Wetherspoon’s chairman, Tim Martin, said: “The main long-term challenge to the pub industry is the tax disparity with supermarkets, which pay zero VAT in respect of food sales, whereas pubs pay 20 per cent.
“This disparity enables supermarkets to subsidise the selling price of beer, wine and spirits, to the detriment of pubs.
“Supermarkets also pay lower business rates per pint than pubs.
“A direct consequence is that pubs’ share of beer sales, for example, has dropped from 90 per cent to less than 50 per cent in recent decades.
“In fact, supermarkets are far more profitable than pubs – Tesco is probably more profitable than the entire pub industry.
“Even so, like Monty Python’s Dennis Moore, successive governments have robbed the poor (pubs) and given to the rich (supermarkets).
“A core principle of taxation is that it should be fair and equitable.
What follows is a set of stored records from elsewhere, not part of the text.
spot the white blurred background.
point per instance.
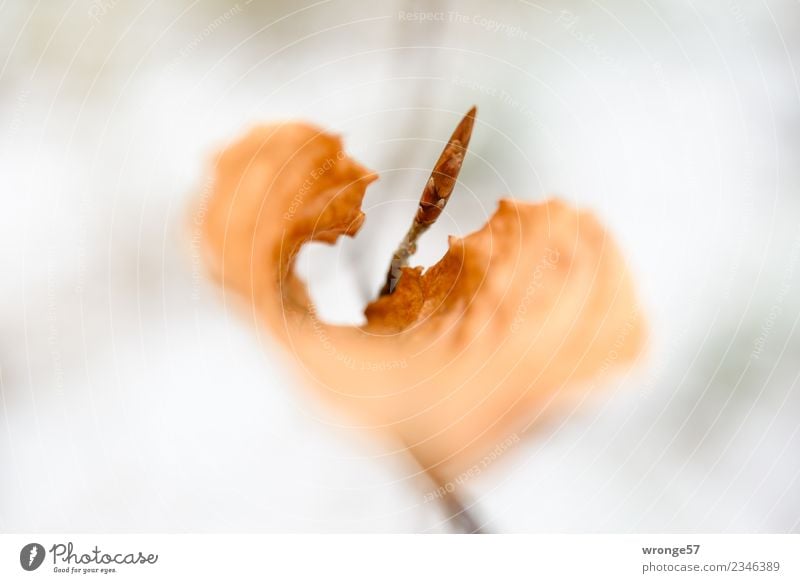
(133, 399)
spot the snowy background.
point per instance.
(133, 399)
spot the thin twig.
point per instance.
(434, 197)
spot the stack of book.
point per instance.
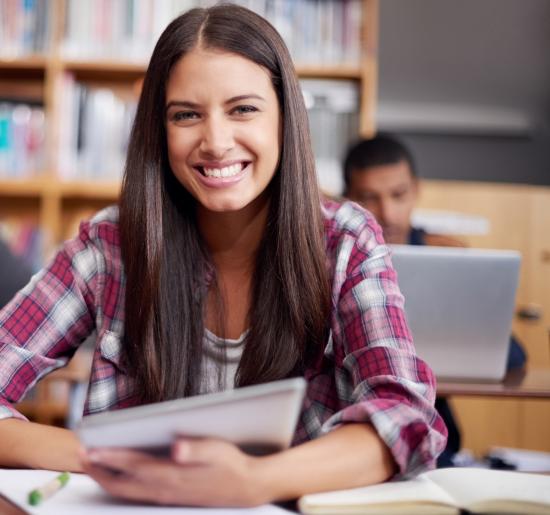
(25, 240)
(95, 125)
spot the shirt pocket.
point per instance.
(109, 383)
(110, 350)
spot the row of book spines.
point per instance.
(22, 139)
(94, 130)
(25, 27)
(315, 31)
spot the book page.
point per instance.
(418, 491)
(471, 487)
(83, 496)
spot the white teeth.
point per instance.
(227, 171)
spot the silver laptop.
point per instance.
(459, 304)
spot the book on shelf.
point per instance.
(333, 107)
(25, 240)
(25, 27)
(443, 491)
(317, 32)
(22, 131)
(95, 125)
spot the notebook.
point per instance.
(444, 491)
(459, 304)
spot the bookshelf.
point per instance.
(55, 200)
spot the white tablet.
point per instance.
(259, 419)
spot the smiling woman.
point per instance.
(223, 136)
(222, 267)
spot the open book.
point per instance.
(443, 491)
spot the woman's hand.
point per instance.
(200, 472)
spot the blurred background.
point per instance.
(465, 84)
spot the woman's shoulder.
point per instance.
(98, 235)
(102, 227)
(346, 218)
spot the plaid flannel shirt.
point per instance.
(369, 371)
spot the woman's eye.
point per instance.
(245, 109)
(183, 116)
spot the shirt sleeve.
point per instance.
(379, 378)
(43, 325)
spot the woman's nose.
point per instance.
(217, 138)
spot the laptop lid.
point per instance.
(459, 304)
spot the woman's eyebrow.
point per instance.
(181, 103)
(193, 105)
(246, 96)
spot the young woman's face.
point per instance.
(223, 128)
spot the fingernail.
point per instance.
(94, 456)
(182, 451)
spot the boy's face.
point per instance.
(389, 192)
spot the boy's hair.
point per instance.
(383, 149)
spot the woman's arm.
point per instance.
(214, 473)
(29, 445)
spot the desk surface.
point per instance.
(534, 384)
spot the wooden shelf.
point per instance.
(111, 70)
(99, 190)
(34, 62)
(329, 72)
(22, 187)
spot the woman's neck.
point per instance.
(233, 238)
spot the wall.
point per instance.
(467, 85)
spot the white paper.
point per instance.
(82, 496)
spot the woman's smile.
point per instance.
(223, 136)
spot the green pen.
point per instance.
(46, 491)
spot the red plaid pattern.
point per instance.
(369, 371)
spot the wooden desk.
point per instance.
(524, 384)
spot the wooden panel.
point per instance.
(535, 425)
(485, 423)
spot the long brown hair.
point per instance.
(166, 263)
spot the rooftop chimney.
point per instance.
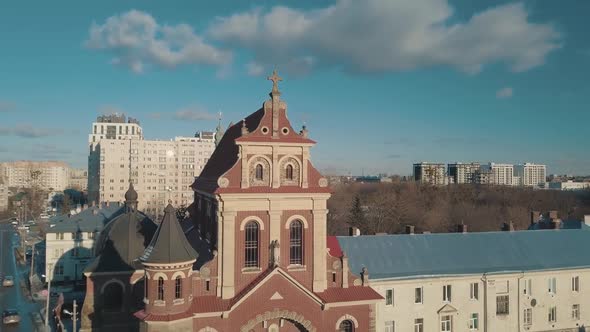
(462, 228)
(354, 231)
(535, 215)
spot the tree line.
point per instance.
(389, 207)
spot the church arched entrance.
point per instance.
(280, 321)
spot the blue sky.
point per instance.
(380, 83)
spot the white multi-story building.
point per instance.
(494, 281)
(160, 170)
(431, 173)
(464, 172)
(44, 174)
(501, 174)
(530, 174)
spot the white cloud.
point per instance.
(504, 93)
(387, 35)
(136, 40)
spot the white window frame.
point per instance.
(474, 291)
(419, 325)
(576, 284)
(421, 291)
(552, 285)
(474, 321)
(446, 323)
(389, 299)
(575, 311)
(447, 293)
(552, 314)
(390, 326)
(527, 316)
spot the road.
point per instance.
(13, 297)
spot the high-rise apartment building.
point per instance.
(464, 172)
(160, 170)
(501, 174)
(431, 173)
(531, 174)
(27, 174)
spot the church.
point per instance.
(252, 256)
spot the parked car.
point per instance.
(10, 316)
(8, 281)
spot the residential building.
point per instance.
(44, 174)
(475, 281)
(569, 185)
(159, 169)
(78, 179)
(501, 174)
(3, 196)
(431, 173)
(532, 175)
(70, 241)
(464, 172)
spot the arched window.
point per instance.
(113, 297)
(178, 288)
(346, 326)
(251, 244)
(296, 243)
(259, 172)
(161, 289)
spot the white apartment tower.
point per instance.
(501, 174)
(161, 170)
(27, 174)
(531, 174)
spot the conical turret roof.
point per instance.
(169, 244)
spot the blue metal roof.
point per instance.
(422, 255)
(88, 220)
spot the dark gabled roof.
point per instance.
(424, 255)
(169, 244)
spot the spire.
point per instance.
(169, 244)
(218, 131)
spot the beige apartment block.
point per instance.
(160, 170)
(44, 174)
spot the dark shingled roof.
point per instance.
(122, 242)
(169, 244)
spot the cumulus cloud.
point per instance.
(387, 35)
(504, 93)
(29, 131)
(136, 40)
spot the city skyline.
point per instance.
(516, 104)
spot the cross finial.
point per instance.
(275, 78)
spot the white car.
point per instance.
(8, 281)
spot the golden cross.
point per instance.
(275, 80)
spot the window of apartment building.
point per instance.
(552, 316)
(527, 287)
(446, 323)
(447, 293)
(389, 297)
(502, 305)
(576, 312)
(552, 285)
(419, 325)
(474, 291)
(575, 284)
(418, 295)
(390, 326)
(527, 316)
(474, 321)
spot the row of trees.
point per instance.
(388, 208)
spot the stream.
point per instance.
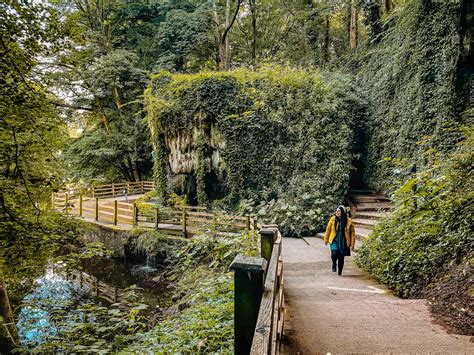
(57, 300)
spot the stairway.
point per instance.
(367, 208)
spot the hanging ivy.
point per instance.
(284, 138)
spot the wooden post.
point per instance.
(80, 205)
(134, 215)
(248, 288)
(157, 217)
(115, 211)
(66, 197)
(183, 221)
(267, 240)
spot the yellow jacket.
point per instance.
(349, 232)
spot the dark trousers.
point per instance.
(336, 255)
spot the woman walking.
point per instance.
(340, 234)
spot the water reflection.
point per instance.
(52, 306)
(52, 293)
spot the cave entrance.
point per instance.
(214, 187)
(190, 189)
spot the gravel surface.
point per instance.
(352, 313)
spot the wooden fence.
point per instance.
(259, 298)
(99, 206)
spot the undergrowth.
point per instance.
(202, 318)
(430, 229)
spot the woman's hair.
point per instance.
(343, 214)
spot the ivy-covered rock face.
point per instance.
(276, 141)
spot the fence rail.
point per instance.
(97, 203)
(259, 311)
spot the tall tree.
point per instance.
(353, 31)
(223, 29)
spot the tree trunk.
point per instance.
(224, 44)
(226, 58)
(353, 26)
(132, 168)
(326, 40)
(253, 10)
(8, 332)
(372, 10)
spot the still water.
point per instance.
(56, 302)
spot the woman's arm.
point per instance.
(328, 231)
(352, 236)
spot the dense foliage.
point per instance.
(205, 298)
(431, 227)
(284, 139)
(412, 82)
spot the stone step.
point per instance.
(361, 192)
(370, 215)
(379, 206)
(364, 223)
(369, 198)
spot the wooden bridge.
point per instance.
(258, 324)
(119, 205)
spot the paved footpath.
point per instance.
(352, 313)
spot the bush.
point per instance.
(414, 85)
(279, 140)
(431, 227)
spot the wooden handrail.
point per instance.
(267, 331)
(95, 203)
(259, 303)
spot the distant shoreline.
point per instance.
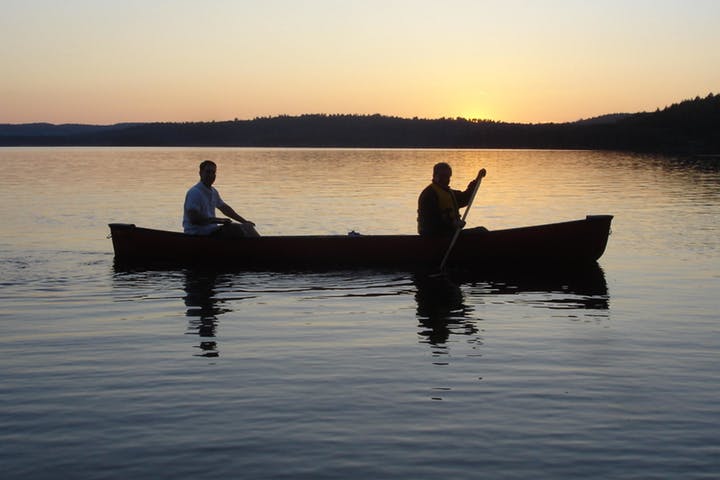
(687, 127)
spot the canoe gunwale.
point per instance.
(572, 242)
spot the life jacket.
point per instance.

“Yet, most large pub companies in the UK have remained silent on this vital issue, as their most recent trading statements demonstrate.
“However, surveys by Wetherspoon in the past have demonstrated great fervour for tax equality among individual tenants and free traders.
“The lack of vocal support for equality is probably an example of boardrooms being out of touch with those on the front line, always a bad sign for any industry.
“Until there is tax equality between different types of business on the high street, pubs will always be fighting with one hand tied behind their back – and will provide less in the way of jobs or taxes than they otherwise might.”